In [None]:
import torch
import pandas as pd
from sklearn.preprocessing import LabelEncoder
from sklearn.model_selection import train_test_split
from torcheval.metrics import BinaryAccuracy

In [None]:
# Read the data
train_df = pd.read_csv('data/train.csv')
test_df = pd.read_csv('data/test.csv')

In [None]:
train_df

We need to check the data

In [None]:
# First glimpse of the data
print(train_df.head())

In [None]:
# Check for columns with numerical values
print(train_df.describe())

In [None]:
# Check for NaN, nan, inf values
test_df.isna().sum()

In [None]:
# Print how many different entries we have per category of non-numerical features
categories = ['PassengerId', 'CryoSleep', 'Cabin', 'HomePlanet', 'Destination', 'Name', 'Transported']
for category in categories:
    a = train_df[category].unique()
    print(category, a)
    print(len(a))

In [None]:
# Split the 'Cabin' category into its components
train_df[['deck', 'num', 'side']] = train_df['Cabin'].str.split('/',expand=True)
train_df = train_df.drop(['Cabin'], axis=1)
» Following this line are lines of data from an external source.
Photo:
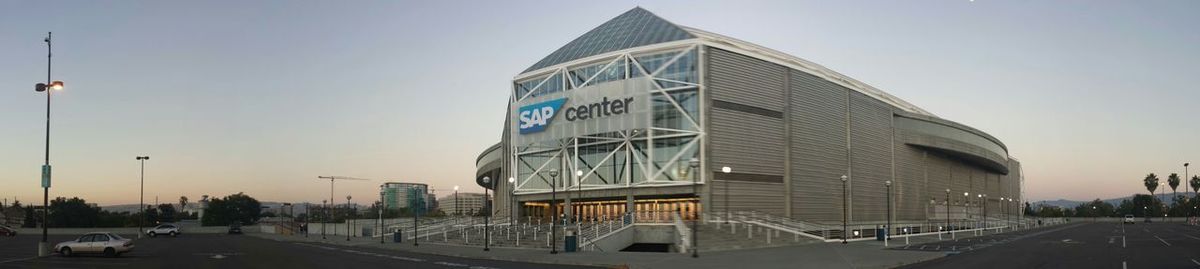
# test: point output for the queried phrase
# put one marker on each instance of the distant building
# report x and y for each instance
(396, 195)
(467, 203)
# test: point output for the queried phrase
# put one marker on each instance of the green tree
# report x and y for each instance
(1151, 183)
(237, 208)
(1095, 208)
(167, 214)
(1195, 185)
(1174, 181)
(73, 213)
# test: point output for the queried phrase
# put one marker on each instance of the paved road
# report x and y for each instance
(238, 251)
(1085, 245)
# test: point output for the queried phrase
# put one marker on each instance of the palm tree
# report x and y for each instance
(1151, 183)
(1174, 181)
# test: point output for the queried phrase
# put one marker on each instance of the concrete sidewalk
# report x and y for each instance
(827, 255)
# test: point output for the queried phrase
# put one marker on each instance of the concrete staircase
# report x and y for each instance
(718, 237)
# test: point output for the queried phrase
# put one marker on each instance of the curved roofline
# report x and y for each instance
(490, 149)
(808, 66)
(955, 125)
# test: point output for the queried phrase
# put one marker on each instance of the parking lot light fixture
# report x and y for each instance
(844, 209)
(727, 214)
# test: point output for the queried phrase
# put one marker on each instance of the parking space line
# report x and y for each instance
(18, 259)
(1164, 241)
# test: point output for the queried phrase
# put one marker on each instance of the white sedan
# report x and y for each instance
(109, 244)
(171, 229)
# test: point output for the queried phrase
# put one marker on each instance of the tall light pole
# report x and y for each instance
(887, 232)
(947, 210)
(513, 202)
(487, 215)
(966, 196)
(42, 246)
(695, 191)
(456, 211)
(142, 204)
(382, 205)
(845, 211)
(726, 171)
(553, 211)
(324, 222)
(417, 213)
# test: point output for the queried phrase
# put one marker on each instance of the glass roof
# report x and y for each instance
(635, 28)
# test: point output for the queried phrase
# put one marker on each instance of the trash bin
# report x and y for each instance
(880, 232)
(570, 244)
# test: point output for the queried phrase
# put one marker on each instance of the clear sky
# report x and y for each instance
(263, 96)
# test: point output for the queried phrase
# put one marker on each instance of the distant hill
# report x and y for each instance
(1115, 202)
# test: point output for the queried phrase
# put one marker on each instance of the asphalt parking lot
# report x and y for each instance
(1079, 245)
(235, 251)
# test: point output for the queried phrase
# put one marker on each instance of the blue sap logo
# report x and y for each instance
(534, 118)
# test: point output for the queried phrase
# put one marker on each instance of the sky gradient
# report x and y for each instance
(263, 96)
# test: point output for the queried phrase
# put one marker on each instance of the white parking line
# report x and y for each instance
(17, 259)
(1164, 241)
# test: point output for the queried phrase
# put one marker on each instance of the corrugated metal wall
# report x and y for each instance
(747, 81)
(816, 112)
(910, 190)
(870, 147)
(819, 147)
(749, 143)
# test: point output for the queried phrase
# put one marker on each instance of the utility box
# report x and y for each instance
(881, 232)
(571, 243)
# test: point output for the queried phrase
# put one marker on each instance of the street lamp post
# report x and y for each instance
(324, 222)
(382, 204)
(553, 211)
(43, 246)
(142, 204)
(513, 202)
(844, 209)
(487, 215)
(726, 171)
(966, 196)
(947, 210)
(695, 191)
(456, 211)
(417, 214)
(887, 231)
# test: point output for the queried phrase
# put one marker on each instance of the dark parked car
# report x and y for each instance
(5, 231)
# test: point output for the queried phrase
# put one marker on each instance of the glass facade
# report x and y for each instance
(631, 29)
(653, 154)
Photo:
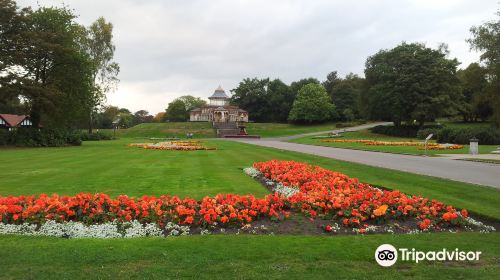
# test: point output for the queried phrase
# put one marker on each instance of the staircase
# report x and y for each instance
(225, 128)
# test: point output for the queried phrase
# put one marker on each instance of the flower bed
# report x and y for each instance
(194, 145)
(298, 189)
(335, 196)
(419, 145)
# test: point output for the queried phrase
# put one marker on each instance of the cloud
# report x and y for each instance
(167, 49)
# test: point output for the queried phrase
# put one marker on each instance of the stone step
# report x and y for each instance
(224, 132)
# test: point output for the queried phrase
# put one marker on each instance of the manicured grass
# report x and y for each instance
(367, 135)
(283, 129)
(242, 257)
(114, 168)
(205, 130)
(170, 129)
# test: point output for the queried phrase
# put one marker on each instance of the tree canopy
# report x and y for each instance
(312, 105)
(411, 82)
(486, 38)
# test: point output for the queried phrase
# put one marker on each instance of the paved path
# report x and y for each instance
(354, 128)
(469, 172)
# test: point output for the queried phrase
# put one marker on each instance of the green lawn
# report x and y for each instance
(241, 257)
(366, 134)
(205, 130)
(114, 168)
(170, 129)
(283, 129)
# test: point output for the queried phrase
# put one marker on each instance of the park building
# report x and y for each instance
(218, 110)
(11, 122)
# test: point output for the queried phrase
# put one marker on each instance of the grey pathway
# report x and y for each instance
(469, 172)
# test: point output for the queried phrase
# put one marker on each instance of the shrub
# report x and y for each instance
(424, 132)
(32, 137)
(486, 136)
(408, 131)
(98, 136)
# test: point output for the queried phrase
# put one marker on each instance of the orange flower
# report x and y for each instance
(464, 213)
(381, 210)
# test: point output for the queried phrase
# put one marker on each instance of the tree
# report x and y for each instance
(312, 105)
(331, 81)
(192, 102)
(97, 42)
(176, 111)
(279, 101)
(411, 82)
(474, 102)
(486, 38)
(265, 100)
(345, 94)
(251, 95)
(160, 117)
(142, 116)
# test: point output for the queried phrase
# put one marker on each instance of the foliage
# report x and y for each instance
(192, 102)
(486, 136)
(312, 105)
(408, 131)
(176, 111)
(475, 101)
(345, 94)
(486, 38)
(96, 136)
(97, 43)
(410, 82)
(31, 137)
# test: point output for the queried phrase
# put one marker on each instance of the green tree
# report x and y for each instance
(192, 102)
(97, 41)
(176, 111)
(251, 95)
(312, 105)
(474, 102)
(331, 80)
(345, 94)
(486, 38)
(411, 82)
(142, 116)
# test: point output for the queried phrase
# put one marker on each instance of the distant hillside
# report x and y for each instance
(170, 129)
(204, 129)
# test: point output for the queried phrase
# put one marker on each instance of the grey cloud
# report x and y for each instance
(170, 48)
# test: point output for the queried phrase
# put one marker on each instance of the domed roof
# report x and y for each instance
(219, 93)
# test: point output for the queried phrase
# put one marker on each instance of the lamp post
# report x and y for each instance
(474, 146)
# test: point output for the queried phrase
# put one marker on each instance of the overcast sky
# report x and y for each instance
(167, 49)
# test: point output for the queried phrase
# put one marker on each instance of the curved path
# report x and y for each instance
(463, 171)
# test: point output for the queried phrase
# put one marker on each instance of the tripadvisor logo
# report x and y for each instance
(387, 255)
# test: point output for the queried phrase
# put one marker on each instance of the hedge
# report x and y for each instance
(407, 131)
(32, 137)
(98, 136)
(486, 136)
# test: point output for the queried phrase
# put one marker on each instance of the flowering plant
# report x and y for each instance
(194, 145)
(419, 145)
(333, 195)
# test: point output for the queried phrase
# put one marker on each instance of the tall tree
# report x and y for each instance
(192, 102)
(345, 94)
(331, 80)
(411, 82)
(251, 95)
(176, 111)
(486, 38)
(312, 105)
(474, 103)
(53, 74)
(97, 41)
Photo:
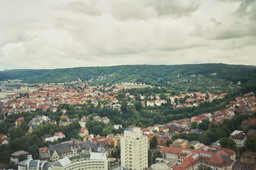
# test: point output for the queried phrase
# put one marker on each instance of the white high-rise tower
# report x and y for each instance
(134, 149)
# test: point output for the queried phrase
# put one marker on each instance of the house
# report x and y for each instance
(31, 164)
(55, 137)
(210, 157)
(248, 159)
(83, 132)
(3, 139)
(105, 120)
(239, 137)
(150, 103)
(180, 143)
(247, 123)
(20, 156)
(159, 102)
(19, 121)
(118, 126)
(64, 121)
(83, 121)
(162, 139)
(68, 149)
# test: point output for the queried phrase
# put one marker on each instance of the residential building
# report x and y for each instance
(94, 160)
(239, 137)
(180, 143)
(55, 137)
(248, 159)
(19, 121)
(18, 155)
(134, 149)
(3, 139)
(210, 157)
(31, 164)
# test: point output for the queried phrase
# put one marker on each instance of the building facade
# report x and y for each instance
(134, 149)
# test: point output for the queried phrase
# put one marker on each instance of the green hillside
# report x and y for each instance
(202, 77)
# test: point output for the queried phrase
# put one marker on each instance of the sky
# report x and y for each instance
(78, 33)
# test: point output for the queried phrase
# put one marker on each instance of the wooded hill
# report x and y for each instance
(193, 77)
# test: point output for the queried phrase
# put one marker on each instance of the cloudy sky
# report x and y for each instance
(73, 33)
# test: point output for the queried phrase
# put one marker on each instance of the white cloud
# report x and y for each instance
(70, 33)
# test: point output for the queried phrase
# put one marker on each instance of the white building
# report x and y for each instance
(95, 161)
(134, 149)
(239, 137)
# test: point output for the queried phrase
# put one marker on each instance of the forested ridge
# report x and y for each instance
(192, 77)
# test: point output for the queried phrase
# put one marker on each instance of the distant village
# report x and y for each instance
(96, 152)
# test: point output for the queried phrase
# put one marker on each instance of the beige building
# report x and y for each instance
(93, 161)
(134, 149)
(239, 137)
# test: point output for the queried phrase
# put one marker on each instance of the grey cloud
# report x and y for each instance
(176, 7)
(134, 9)
(74, 33)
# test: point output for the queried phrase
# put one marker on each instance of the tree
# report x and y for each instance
(204, 125)
(137, 105)
(17, 133)
(250, 143)
(228, 143)
(194, 125)
(124, 108)
(95, 127)
(153, 143)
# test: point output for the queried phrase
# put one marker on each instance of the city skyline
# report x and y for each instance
(72, 33)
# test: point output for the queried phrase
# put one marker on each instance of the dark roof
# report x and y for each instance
(61, 148)
(33, 163)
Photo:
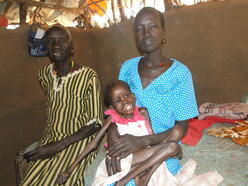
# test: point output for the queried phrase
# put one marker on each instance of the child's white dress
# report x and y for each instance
(138, 126)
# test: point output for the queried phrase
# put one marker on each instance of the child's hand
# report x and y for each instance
(63, 177)
(112, 165)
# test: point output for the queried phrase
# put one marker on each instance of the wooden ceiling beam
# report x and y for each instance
(51, 6)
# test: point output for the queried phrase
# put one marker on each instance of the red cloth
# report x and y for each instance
(3, 21)
(196, 127)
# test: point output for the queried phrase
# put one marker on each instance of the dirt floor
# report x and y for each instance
(211, 153)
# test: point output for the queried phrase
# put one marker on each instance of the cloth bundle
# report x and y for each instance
(235, 111)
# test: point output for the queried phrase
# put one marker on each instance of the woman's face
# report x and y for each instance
(148, 32)
(58, 44)
(123, 101)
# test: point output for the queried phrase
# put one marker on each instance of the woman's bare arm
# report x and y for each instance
(128, 144)
(51, 149)
(63, 177)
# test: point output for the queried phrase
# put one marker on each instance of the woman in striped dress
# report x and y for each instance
(74, 112)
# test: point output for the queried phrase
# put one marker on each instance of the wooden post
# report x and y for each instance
(120, 7)
(23, 12)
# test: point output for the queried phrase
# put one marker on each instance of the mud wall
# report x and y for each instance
(210, 38)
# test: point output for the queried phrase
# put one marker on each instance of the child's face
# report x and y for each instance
(123, 101)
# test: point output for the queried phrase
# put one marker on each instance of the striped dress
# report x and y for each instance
(71, 104)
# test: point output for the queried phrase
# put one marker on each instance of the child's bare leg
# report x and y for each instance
(153, 156)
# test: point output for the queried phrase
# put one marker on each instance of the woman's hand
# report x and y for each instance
(63, 177)
(113, 165)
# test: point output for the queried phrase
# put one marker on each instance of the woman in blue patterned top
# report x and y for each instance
(163, 85)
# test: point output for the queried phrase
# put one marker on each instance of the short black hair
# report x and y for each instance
(151, 9)
(58, 27)
(109, 87)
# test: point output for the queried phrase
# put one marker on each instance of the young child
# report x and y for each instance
(135, 121)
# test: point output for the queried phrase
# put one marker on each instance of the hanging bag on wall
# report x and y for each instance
(36, 44)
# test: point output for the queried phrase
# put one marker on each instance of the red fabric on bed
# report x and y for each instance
(196, 127)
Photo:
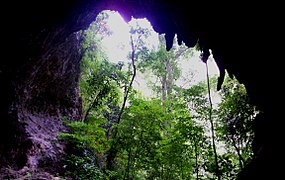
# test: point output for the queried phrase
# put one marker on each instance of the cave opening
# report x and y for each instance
(127, 67)
(39, 80)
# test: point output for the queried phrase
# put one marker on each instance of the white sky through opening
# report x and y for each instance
(117, 47)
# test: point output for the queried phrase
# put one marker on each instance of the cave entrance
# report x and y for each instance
(153, 113)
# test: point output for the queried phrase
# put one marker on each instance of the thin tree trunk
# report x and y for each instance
(212, 124)
(113, 151)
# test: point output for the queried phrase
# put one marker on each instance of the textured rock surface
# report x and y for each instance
(40, 70)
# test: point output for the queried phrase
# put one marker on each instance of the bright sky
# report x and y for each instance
(117, 47)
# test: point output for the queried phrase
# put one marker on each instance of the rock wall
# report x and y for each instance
(39, 69)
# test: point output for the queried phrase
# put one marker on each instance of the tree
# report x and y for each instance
(236, 115)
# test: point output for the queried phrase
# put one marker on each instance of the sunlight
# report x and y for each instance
(117, 47)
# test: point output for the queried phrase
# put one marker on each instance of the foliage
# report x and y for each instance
(164, 137)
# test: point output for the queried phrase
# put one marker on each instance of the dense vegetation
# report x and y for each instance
(178, 133)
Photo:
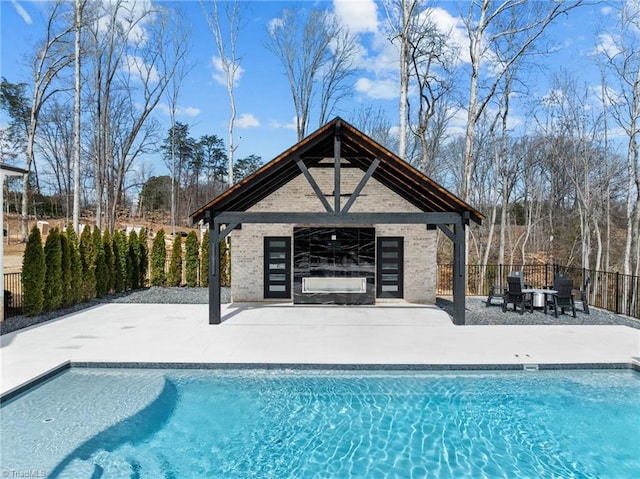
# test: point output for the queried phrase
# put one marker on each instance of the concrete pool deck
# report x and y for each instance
(393, 333)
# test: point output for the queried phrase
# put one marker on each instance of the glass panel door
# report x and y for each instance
(389, 268)
(277, 267)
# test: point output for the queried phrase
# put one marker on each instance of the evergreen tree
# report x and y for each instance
(53, 271)
(120, 254)
(133, 264)
(67, 292)
(102, 274)
(144, 257)
(204, 260)
(109, 260)
(33, 274)
(158, 259)
(88, 261)
(191, 259)
(225, 263)
(174, 278)
(75, 282)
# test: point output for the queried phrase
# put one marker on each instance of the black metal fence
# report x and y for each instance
(615, 292)
(12, 294)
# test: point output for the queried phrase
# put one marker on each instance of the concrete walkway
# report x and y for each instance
(394, 333)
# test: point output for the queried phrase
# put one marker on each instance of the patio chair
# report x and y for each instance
(496, 291)
(564, 298)
(516, 296)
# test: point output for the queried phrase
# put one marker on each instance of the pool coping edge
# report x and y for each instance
(633, 364)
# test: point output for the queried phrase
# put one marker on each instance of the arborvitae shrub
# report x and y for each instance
(143, 249)
(88, 261)
(204, 260)
(120, 253)
(225, 263)
(33, 274)
(75, 291)
(174, 278)
(109, 260)
(191, 259)
(102, 275)
(133, 265)
(67, 292)
(158, 259)
(53, 271)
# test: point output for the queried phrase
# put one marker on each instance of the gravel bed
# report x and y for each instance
(477, 313)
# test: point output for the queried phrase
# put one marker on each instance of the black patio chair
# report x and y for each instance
(496, 291)
(516, 296)
(564, 297)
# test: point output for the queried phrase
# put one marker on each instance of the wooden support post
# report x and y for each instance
(459, 274)
(337, 153)
(215, 314)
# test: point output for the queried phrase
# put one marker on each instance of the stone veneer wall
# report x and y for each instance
(247, 244)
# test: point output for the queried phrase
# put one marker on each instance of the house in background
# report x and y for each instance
(336, 219)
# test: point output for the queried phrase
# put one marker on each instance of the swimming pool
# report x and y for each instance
(132, 423)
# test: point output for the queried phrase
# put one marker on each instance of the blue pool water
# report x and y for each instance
(126, 423)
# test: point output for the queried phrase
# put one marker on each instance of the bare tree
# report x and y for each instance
(77, 90)
(490, 22)
(314, 49)
(621, 63)
(133, 61)
(400, 15)
(431, 61)
(52, 56)
(229, 60)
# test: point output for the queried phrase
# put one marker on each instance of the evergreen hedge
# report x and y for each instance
(75, 283)
(33, 274)
(102, 274)
(65, 250)
(174, 277)
(109, 260)
(88, 261)
(120, 253)
(158, 259)
(191, 259)
(204, 260)
(225, 263)
(143, 249)
(133, 265)
(52, 290)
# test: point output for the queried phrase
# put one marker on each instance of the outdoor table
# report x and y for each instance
(539, 296)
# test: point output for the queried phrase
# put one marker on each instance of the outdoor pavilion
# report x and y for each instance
(337, 148)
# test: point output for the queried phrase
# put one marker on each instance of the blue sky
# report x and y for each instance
(265, 123)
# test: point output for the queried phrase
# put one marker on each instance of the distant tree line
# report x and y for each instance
(198, 173)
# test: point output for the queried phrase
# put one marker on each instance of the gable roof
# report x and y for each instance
(357, 150)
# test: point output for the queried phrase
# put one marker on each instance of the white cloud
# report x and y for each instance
(247, 120)
(274, 24)
(286, 126)
(190, 111)
(219, 74)
(607, 45)
(384, 89)
(457, 125)
(361, 16)
(22, 12)
(130, 15)
(455, 28)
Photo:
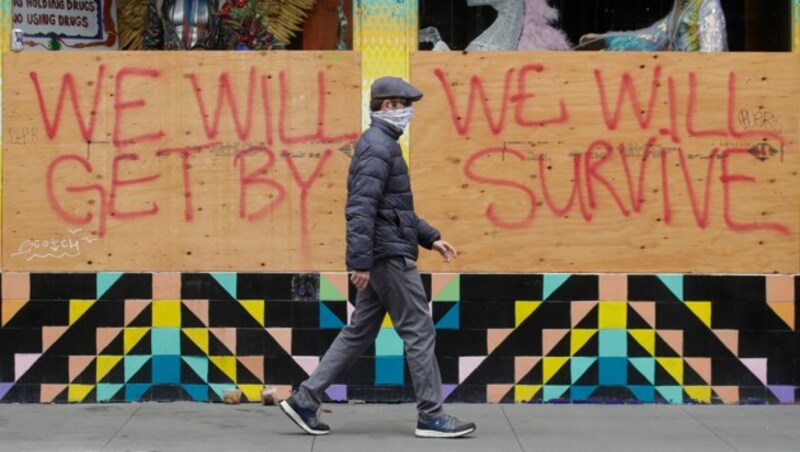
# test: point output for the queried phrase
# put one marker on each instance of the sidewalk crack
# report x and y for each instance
(121, 427)
(710, 429)
(519, 443)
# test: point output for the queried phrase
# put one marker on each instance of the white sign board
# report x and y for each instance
(66, 24)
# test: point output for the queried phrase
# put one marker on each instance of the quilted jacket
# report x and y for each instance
(380, 214)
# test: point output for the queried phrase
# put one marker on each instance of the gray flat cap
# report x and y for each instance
(387, 87)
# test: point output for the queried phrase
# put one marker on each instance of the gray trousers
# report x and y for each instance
(395, 287)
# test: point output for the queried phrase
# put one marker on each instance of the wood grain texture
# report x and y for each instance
(718, 191)
(225, 161)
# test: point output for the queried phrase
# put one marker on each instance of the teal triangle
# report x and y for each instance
(552, 281)
(198, 364)
(133, 363)
(672, 394)
(450, 321)
(646, 394)
(327, 319)
(135, 391)
(105, 281)
(107, 391)
(551, 392)
(579, 365)
(227, 281)
(198, 393)
(582, 393)
(329, 292)
(646, 367)
(674, 283)
(221, 387)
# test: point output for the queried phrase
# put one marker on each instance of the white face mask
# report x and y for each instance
(398, 118)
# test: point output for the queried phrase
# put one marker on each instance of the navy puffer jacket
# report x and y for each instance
(380, 214)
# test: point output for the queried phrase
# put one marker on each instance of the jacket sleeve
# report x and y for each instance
(368, 182)
(427, 234)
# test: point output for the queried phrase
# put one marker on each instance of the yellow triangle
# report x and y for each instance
(131, 337)
(524, 309)
(699, 393)
(551, 365)
(252, 392)
(702, 309)
(77, 308)
(784, 310)
(578, 338)
(674, 367)
(645, 338)
(76, 393)
(105, 364)
(525, 393)
(199, 336)
(11, 308)
(227, 364)
(255, 308)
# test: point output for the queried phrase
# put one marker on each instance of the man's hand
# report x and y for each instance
(445, 249)
(360, 279)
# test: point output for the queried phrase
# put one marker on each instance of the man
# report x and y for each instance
(383, 238)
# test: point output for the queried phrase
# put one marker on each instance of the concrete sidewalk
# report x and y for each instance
(365, 428)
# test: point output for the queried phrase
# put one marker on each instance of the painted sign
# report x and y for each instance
(67, 24)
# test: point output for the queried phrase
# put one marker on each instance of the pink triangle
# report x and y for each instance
(758, 366)
(728, 394)
(467, 365)
(23, 362)
(551, 338)
(523, 365)
(50, 334)
(283, 336)
(199, 308)
(49, 392)
(227, 336)
(105, 336)
(307, 363)
(133, 308)
(730, 338)
(646, 310)
(496, 392)
(255, 364)
(496, 337)
(580, 309)
(77, 364)
(702, 366)
(673, 338)
(439, 281)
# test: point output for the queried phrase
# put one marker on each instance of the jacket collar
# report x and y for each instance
(387, 128)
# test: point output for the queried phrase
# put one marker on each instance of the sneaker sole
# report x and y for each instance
(420, 433)
(299, 421)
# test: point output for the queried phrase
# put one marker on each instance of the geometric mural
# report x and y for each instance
(519, 338)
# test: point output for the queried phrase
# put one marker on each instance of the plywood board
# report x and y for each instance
(163, 161)
(610, 162)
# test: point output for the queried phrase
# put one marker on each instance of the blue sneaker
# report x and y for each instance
(443, 426)
(306, 419)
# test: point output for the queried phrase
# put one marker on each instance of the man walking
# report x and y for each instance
(383, 239)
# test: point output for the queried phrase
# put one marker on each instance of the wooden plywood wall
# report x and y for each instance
(594, 162)
(177, 161)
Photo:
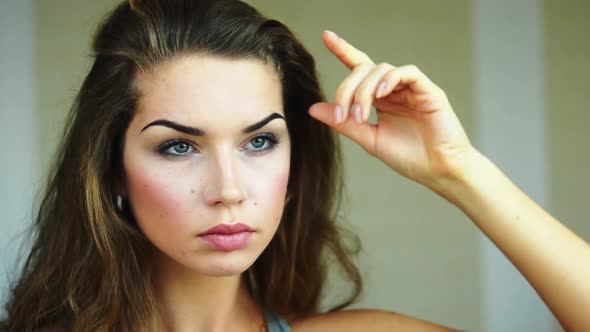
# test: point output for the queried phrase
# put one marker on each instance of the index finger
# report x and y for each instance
(346, 53)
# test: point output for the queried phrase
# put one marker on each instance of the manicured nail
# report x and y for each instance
(380, 90)
(331, 34)
(356, 112)
(338, 113)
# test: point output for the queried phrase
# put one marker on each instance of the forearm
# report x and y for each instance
(552, 258)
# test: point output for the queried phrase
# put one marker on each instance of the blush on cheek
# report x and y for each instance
(279, 188)
(154, 201)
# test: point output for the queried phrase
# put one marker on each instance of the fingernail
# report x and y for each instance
(332, 34)
(356, 112)
(380, 90)
(338, 114)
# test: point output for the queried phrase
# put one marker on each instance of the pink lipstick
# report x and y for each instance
(227, 237)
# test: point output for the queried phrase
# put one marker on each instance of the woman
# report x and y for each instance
(197, 183)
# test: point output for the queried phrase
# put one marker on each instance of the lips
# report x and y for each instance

test_df[['deck', 'num', 'side']] = test_df['Cabin'].str.split('/',expand=True)
test_df = test_df.drop(['Cabin'], axis=1)

In [None]:
# Function to complete missing values with adequate attributes
def fill_missing_values(df):
    df['HomePlanet'] = df['HomePlanet'].fillna('Earth')
    df['CryoSleep'] = df['CryoSleep'].astype(bool).fillna(False)
    df['deck'] = df['deck'].fillna('Unknown')
    df['num'] = df['num'].fillna('Unknown')
    df['side'] = df['side'].fillna('Unknown')
    df['Destination'] = df['Destination'].fillna('TRAPPIST-1e')
    df['Age'] = df['Age'].fillna(df['Age'].median())
    df['VIP'] = df['VIP'].astype(bool).fillna(False)
    df = df.fillna(0)
    return df

In [None]:
# Apply missing values filling function on both train and test dataframes
train_df = fill_missing_values(train_df)
test_df = fill_missing_values(test_df)

Neural nets can only process numerical data, but there are several columns that contain categorical data.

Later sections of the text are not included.